Y aun así, estaba solo, tal y como cada uno
de ellos lo había estado alguna vez, frente a un enemigo que sacaba
de él las emociones más oscuras y salvajes que Royce albergaba en
su interior. El odio, la rabia, un hambre voraz de venganza que
nunca quedaría satisfecha hasta que la sangre de Deilos escapase de
su cuerpo para nutrir el suelo que su fuego había
ennegrecido.
Ákora es un lugar lleno de vida.
Las palabras brotaron de repente de las
entrañas de Royce, en la cámara escondida de su alma que sólo
reservaba para las grandes verdades. Y también surgieron los
recuerdos, el de sí mismo cuando era un niño y estaba en la
biblioteca de Hawkforte, cuando se rindió por primera vez a los
encantos del reino-fortaleza; el de las tardes húmedas y las noches
ventosas que habían transcurrido ociosas mientras él estudiaba los
artefactos que su antepasado les había enviado desde allí. Se vio
tomándolos en las manos, girándolos así y asá, sintiendo el poder
que manaba de ellos incluso cuando él no era capaz de darles
nombre.
Ya podía nombrarlo, porque comprendía lo que
era.
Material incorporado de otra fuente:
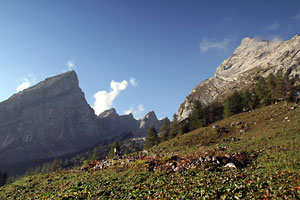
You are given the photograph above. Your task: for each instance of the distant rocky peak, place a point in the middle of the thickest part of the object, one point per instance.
(56, 85)
(150, 116)
(109, 113)
(252, 58)
(149, 120)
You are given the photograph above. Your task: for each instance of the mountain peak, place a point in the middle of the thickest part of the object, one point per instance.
(252, 58)
(108, 113)
(149, 120)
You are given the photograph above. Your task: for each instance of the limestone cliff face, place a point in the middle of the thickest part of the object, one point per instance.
(49, 119)
(253, 57)
(150, 120)
(53, 118)
(117, 124)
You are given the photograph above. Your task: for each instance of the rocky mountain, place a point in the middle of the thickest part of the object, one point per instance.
(252, 58)
(53, 118)
(150, 120)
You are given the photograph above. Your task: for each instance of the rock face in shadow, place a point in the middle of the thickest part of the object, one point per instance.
(53, 118)
(253, 57)
(49, 119)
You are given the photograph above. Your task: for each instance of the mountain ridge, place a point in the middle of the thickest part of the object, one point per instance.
(253, 57)
(53, 118)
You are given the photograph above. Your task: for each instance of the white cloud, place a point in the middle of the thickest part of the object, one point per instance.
(25, 84)
(133, 82)
(274, 26)
(276, 39)
(135, 111)
(296, 16)
(205, 45)
(104, 100)
(70, 64)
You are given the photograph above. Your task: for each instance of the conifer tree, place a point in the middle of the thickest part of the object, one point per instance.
(95, 155)
(152, 138)
(196, 118)
(115, 150)
(247, 99)
(174, 127)
(3, 178)
(164, 129)
(261, 88)
(233, 104)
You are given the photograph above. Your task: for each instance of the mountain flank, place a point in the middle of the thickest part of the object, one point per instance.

Lo había encontrado en Ákora por todas partes, en las caras de
la gente de la calle, hombres y mujeres, así como en el extraño
rostro que, cubierto de musgo, se descubría en la piedra que había
en el interior de la cueva sagrada.
Aunque lo había hallado, sobre todo, en
Kassandra.
Kassandra, quien, persuadida de que estaba
condenada a morir, nunca había abandonado su valiente compromiso
con la vida.
El pecho de Deilos se hinchaba y deshinchaba
como si fuera el mismo fuelle del fuego del infierno. A la luz de
la luna adoptaba una coloración grisácea y enfermiza.
—¡No podéis matarme! ¡No podéis! ¡Los dioses
me favorecen! ¡Estoy destinado a gobernar Ákora!
—Ákora es un lugar de vida —le contestó
Royce con tranquilidad mientras seguía moviéndose, al unísono con
el viento y la luna, y con la espada en danza tan veloz que apenas
resultaba visible.
Deilos lo miró fijamente, sin comprender.
Aquellas palabras no significaban nada para el hombre que se había
creído el verdadero gobernante de la tierra, cuya esencia primera
no llegaba a captar ni en la cantidad más mínima.
Pasó un buen rato antes de que Deilos
gritara. Aunque no podía entender las palabras de Royce, sí
comprendió que todo había terminado cuando vio que tras el último
ataque de su enemigo, la mano y la espada se le desprendieron como
si fueran una sola pieza.
Royce se inclinó, recogió algo de musgo de
la orilla del estanque, del que había quedado intacto tras las
llamas, y limpió la hoja de su arma. Envainó de nuevo la espada sin
mirar siquiera al traidor cuyos gritos continuaban sin parar.
—Traedlo —ordenó lord Hawk a sus hombres
antes de volverse y empezar a caminar hacia el mar.